Gene Heskett
2009-Dec-29 15:07 UTC
[Nut-upsuser] My previous post (lengthy, lots of tarace output)
Ping? -- Cheers, Gene "There are four boxes to be used in defense of liberty: soap, ballot, jury, and ammo. Please use in that order." -Ed Howdershelt (Author) What does "it" mean in the sentence "What time is it?"?
Arjen de Korte
2009-Dec-29 20:17 UTC
[Nut-upsuser] My previous post (lengthy, lots of tarace output)
Citeren Gene Heskett <gene.heskett op gmail.com>:> Ping?I didn't comment to that message (for exactly the reasons in the subject field) and you seemed to be in the process of figuring stuff out yourself (which we prefer, since then people actually learn, instead of us developers telling them how to do things). But apparently you've hit a brick wall in the process. Please post the present status of the 1) usbhid-ups (driver) 2) if 1) is running, the upsd (server) 3) if 2) is running, the upsmon (client) They all need to be up and running in this order. It's a waste of effort to try to run the upsd server, if the driver isn't running properly. So the first you need to do is make sure you have a running driver. The line /path/to/usbhid-ups -DDD -a yourups should result in a continuous flow of information.
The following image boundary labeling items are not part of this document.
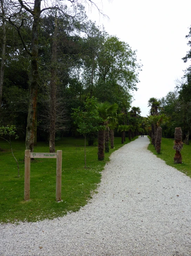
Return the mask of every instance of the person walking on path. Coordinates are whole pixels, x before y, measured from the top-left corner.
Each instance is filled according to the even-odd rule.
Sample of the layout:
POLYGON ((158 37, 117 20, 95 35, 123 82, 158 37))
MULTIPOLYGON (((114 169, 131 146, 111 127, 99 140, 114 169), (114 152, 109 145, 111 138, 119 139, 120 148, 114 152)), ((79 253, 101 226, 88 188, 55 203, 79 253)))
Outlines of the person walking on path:
POLYGON ((0 225, 0 255, 190 256, 191 179, 149 143, 139 137, 113 152, 78 212, 0 225))

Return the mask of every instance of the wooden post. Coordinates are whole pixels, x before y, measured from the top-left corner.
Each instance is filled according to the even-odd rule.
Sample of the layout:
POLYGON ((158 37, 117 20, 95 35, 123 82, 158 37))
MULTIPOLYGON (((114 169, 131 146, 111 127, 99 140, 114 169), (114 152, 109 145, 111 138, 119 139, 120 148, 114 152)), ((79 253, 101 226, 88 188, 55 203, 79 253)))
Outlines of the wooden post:
POLYGON ((62 150, 57 150, 57 175, 56 182, 56 200, 61 201, 62 181, 62 150))
POLYGON ((30 199, 30 150, 25 150, 24 154, 24 199, 28 201, 30 199))

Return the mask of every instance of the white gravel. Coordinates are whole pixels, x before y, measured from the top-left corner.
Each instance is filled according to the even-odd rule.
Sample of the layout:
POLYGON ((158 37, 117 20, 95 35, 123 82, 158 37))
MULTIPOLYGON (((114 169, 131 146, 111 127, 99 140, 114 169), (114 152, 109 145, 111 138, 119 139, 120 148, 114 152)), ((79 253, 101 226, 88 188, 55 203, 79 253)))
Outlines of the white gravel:
POLYGON ((99 193, 79 212, 0 225, 0 255, 191 255, 191 179, 149 143, 139 137, 113 153, 99 193))

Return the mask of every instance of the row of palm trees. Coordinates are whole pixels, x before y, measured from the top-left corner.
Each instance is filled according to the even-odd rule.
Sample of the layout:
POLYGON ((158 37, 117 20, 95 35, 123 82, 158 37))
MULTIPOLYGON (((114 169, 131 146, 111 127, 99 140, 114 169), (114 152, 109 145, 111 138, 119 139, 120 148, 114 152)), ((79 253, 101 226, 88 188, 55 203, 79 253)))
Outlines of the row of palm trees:
POLYGON ((111 148, 114 148, 114 130, 117 126, 118 125, 118 131, 121 134, 122 143, 125 141, 125 132, 128 132, 130 140, 131 140, 131 137, 133 138, 135 135, 135 136, 138 135, 140 125, 137 117, 140 114, 141 111, 139 107, 133 107, 130 113, 130 118, 133 118, 132 124, 129 124, 128 120, 127 121, 128 124, 125 124, 124 116, 125 114, 127 116, 127 113, 122 111, 122 113, 118 114, 118 106, 116 103, 112 105, 108 101, 103 103, 97 101, 96 107, 102 120, 102 123, 100 124, 105 127, 104 129, 99 131, 98 133, 98 160, 102 161, 104 159, 104 152, 108 152, 109 151, 110 133, 111 148), (119 125, 119 120, 123 124, 119 125))
POLYGON ((161 108, 160 101, 155 98, 151 98, 148 101, 148 106, 151 107, 150 115, 147 118, 147 129, 151 138, 152 144, 155 147, 157 152, 159 153, 161 149, 162 124, 168 124, 170 118, 164 114, 160 114, 159 110, 161 108))

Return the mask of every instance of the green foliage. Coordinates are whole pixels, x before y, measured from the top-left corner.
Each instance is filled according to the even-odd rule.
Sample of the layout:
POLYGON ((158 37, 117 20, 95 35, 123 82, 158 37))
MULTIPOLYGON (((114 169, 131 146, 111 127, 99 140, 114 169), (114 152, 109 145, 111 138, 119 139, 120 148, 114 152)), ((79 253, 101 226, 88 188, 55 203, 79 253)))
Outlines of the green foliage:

Dump the output of the first 60 seconds in a logfile, gzip it and attach the result to a message. It might also help to upgrade to a more recent version of NUT (2.4.1), since the version you're running now (2.2.2) seems to be quite outdated. Best regards, Arjen PS Don't post strace output, since unless you know exactly what you're looking for, it will just wastes bandwidth. The right amount of -D options is easier on our eyes. -- Please keep list traffic on the list
Gene Heskett
2010-Jan-04 15:24 UTC
[Nut-upsuser] My previous post (lengthy, lots of trace output)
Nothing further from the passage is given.